地球温暖化は殆ど止まっている 赤祖父俊一(アラスカ大学国際北極圏研究センター初代所長)、田中博(筑波大学計算科学研究センター教授)

 地球温暖化防止運動が暴走している。実は炭酸ガスの放出量は依然として急増しているが、地球温暖化は2000年頃から殆ど止まっている。コンピューターの計算によれば2000年から20年の間に0.1~1.5度上昇することになっている(2100年までは0.5~7.5度の上昇)。こんな矛盾と不確定さに満ちた予測をもとに地球温暖化は、依然として世界の大問題とされているのである。

 ●気象学者に「気候」は分らない
 国連の気候変動に関する政府間パネル(IPCC)は気候変動の国際学会ではない。ここに招集された2000人以上の研究者は、大部分が「気象学者」であった。しかし、過去の気候の研究から気候変動を推定するのは「気候学者」である。彼らは全世界から集めても100人程度であるが、IPCCにはあまり参加していないようだ。
 気象学者の研究は未来の気温を計算で推定することが主であり、自然変動には殆ど無知、無関心である。2000人以上の「専門家」が、現在起きている地球温暖化は「very likely」に炭酸ガスによるものであるとして一致(consensus)を見たのは、自然変動について無知であったためである。実はこの誤りが学問的に現在の暴走の原因の一つとなっている。

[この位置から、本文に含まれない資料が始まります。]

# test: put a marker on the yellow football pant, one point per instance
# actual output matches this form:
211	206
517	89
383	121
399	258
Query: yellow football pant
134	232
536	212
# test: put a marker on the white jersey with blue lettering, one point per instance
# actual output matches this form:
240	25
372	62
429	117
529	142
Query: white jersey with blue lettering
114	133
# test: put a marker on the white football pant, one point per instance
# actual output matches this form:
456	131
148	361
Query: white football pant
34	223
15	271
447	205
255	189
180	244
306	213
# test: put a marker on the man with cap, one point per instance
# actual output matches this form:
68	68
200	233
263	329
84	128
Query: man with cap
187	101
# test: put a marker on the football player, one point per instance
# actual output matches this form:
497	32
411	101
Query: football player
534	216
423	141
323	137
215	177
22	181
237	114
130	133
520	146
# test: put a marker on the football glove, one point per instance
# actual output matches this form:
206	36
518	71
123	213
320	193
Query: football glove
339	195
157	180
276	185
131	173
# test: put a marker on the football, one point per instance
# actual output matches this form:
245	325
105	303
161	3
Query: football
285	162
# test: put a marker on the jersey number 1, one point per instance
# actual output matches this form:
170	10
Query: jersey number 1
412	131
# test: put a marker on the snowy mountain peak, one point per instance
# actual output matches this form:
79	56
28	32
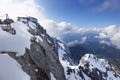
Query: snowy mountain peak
93	62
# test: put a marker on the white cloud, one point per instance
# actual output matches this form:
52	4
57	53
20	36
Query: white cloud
17	8
109	4
72	33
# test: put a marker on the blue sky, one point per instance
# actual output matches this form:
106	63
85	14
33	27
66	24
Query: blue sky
84	13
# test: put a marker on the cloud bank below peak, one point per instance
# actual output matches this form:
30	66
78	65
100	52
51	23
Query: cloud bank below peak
70	33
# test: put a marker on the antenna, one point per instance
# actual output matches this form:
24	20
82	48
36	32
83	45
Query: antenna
7	16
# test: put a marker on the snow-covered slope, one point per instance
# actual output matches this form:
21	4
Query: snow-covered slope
89	68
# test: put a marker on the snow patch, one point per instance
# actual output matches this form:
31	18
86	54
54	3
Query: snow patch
52	76
10	69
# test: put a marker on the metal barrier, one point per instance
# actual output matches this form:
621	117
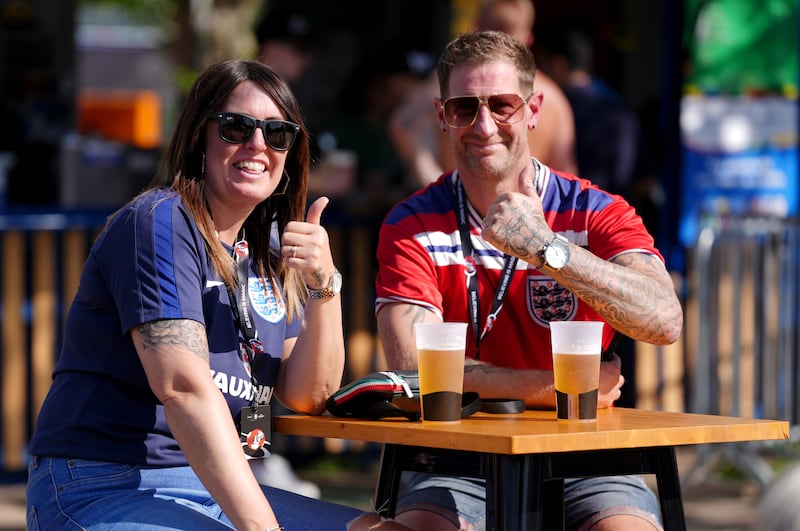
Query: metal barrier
43	254
744	284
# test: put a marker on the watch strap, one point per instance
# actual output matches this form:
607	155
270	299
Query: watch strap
330	290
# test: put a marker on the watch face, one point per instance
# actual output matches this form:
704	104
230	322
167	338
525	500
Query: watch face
556	255
336	284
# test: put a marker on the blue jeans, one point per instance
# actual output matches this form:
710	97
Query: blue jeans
83	494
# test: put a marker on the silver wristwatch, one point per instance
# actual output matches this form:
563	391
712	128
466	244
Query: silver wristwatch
555	254
334	287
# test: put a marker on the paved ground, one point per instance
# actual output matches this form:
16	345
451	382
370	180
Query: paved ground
710	504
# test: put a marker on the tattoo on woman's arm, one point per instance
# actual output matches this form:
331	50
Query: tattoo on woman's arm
183	333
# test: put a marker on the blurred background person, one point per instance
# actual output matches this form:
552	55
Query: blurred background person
609	143
284	42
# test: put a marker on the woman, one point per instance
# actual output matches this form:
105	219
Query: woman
212	270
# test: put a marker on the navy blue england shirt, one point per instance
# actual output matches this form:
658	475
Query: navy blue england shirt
149	264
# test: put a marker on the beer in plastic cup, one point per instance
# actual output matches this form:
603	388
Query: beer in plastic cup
440	358
576	367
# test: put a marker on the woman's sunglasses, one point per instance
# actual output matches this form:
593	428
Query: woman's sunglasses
238	128
462	111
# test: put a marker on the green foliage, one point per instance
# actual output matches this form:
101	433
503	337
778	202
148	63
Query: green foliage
155	12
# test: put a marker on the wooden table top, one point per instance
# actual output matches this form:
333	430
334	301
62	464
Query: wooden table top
540	431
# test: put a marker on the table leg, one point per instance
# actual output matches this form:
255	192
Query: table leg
669	487
514	495
388	482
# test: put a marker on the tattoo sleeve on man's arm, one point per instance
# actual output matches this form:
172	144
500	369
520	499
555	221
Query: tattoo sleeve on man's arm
183	333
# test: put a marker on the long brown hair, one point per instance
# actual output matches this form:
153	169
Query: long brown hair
182	169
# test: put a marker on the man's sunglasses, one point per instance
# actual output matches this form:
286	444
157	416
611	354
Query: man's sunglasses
462	111
238	128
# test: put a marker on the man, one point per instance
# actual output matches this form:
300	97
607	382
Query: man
284	38
427	154
565	250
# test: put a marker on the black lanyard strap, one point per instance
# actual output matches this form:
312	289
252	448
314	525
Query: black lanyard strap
471	273
242	316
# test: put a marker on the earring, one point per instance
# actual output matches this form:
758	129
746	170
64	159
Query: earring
285	186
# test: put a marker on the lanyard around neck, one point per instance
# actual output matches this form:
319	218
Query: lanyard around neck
471	272
242	316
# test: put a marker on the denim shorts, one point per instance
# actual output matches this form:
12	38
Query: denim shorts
83	494
586	500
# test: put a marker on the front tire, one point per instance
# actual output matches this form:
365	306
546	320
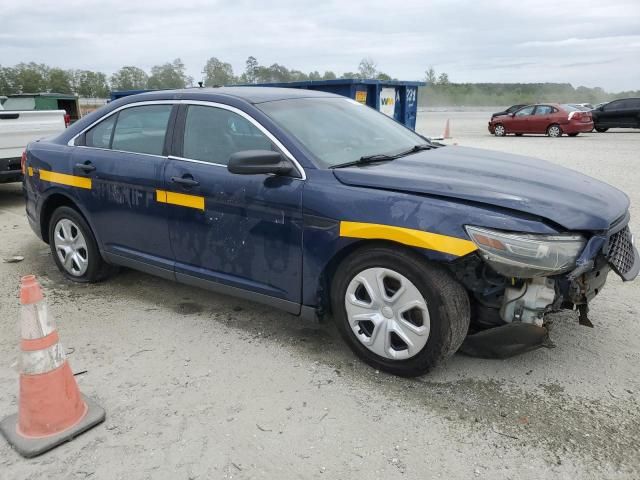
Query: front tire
398	312
74	247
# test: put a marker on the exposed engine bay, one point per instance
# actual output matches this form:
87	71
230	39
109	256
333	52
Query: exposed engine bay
509	313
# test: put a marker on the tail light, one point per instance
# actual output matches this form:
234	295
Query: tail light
23	162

 地球の「大危機」を唱えたIPCCはメディアの注目を集め、地球温暖化はニュースの好材料となった。温暖化の証拠が欲しいメディアは、氷河の末端で氷が崩れる動画を撮りたいと言う。「氷河は氷の河で、氷が流れ氷河の末端で崩れ落ちるのはあたりまえ」と諭しても、彼らは聞く耳を持たない。そして「一致」を盾に「温暖化の記事はもうできている。写真だけもらえればよい」と言ってのけるのだ。

 ●ばらつき多い将来予測
 IPCC設立当時、スーパーコンピューターは容易に使えるようになっていた。そのためIPCCの気象学者の間では、彼らの気象の基礎知識を使って炭酸ガスの増加による将来予測、即ち2100年までの気温上昇を予測する研究が爆発的に流行した。
 しかし、結果にはひどいばらつきがある。そして一般の人々はそれを一致と理解している。このような不完全な計算結果を「世界の重大問題」として取り上げてよいのであろうか。

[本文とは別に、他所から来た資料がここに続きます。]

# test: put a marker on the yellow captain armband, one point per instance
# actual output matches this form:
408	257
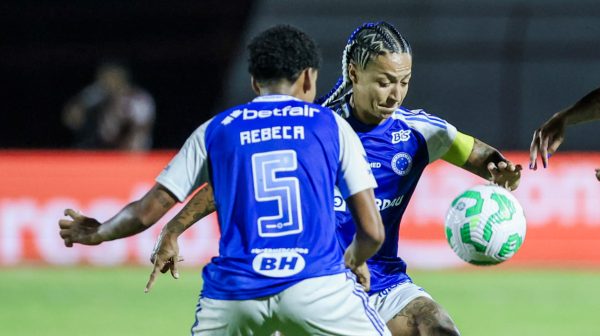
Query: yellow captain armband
459	151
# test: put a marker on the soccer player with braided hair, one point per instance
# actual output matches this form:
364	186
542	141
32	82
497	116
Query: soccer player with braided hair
400	143
279	265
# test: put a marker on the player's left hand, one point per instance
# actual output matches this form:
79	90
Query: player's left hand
547	139
164	257
505	174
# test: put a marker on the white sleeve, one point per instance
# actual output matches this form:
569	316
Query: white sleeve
188	170
438	133
355	174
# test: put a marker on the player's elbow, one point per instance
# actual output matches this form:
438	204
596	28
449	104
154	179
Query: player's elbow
377	234
372	234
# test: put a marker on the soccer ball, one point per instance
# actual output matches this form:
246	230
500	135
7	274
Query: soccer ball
485	225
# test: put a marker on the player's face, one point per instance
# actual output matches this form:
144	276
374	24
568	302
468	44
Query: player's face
380	88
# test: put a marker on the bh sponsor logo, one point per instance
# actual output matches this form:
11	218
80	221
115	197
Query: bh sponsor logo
402	163
278	264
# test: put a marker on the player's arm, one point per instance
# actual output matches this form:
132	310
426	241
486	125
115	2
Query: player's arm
483	160
134	218
551	134
356	183
184	174
166	251
369	228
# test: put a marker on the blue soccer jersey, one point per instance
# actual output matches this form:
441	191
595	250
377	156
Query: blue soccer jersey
397	150
273	164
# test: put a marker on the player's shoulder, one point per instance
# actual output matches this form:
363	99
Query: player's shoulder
418	118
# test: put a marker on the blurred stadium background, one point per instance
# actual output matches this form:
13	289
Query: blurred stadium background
495	69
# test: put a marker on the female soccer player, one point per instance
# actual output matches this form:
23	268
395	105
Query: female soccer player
376	71
551	134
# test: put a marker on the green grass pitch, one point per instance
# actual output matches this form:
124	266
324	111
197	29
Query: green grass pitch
111	301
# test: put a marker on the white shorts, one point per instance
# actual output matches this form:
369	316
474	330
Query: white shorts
390	301
328	305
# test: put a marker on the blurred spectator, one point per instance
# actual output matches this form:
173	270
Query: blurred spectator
111	113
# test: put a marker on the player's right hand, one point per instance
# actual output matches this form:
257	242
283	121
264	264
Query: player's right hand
363	276
79	229
361	271
547	139
164	257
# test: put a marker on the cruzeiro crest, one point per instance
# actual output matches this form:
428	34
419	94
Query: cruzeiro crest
402	163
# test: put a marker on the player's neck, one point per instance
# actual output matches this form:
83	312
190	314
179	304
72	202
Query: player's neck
363	116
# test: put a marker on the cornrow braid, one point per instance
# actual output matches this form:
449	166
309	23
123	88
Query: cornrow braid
365	43
343	81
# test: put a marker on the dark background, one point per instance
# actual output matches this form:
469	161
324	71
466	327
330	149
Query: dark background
495	69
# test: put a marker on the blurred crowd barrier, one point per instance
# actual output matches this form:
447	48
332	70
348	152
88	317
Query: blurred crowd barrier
562	205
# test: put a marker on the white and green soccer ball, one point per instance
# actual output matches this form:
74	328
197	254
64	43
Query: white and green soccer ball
485	225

 その計算結果の不正確な証拠として、IPCC が全く予想しなかったことが起きた。2000年頃から温暖化が殆ど止まってしまったのである。
 実は地球温暖化が炭酸ガスによるとする主張に疑問を持ちはじめた学者もいた。アメリカの科学誌「サイエンス」も2009年10月2日号で、一部の研究者は気温上昇が止まっていることに注目していると紹介している。
 しかし、これについても研究者たちはhiatus(一時停止)という言葉で表現し、これまでの IPCCの研究が間違っていたといわない。さらに「地球温暖化」が「気候変動」と呼ばれるようになってからは、それによる災害までが、炭酸ガスによることになってしまった。
 環境破壊や汚染を温暖化にこじつける場合も多い。これもメディアにとっては「温暖化」の問題を指摘する好材料になった。
 筆者等にとって、炭酸ガスの放出量を減らすことに異論はない。研究者として、この問題は正しく炭酸ガスの影響を理解し、自然変動も十分に研究し、冷静に対処すべきであると思う。北極圏のことさえまだ分からないことばかりである。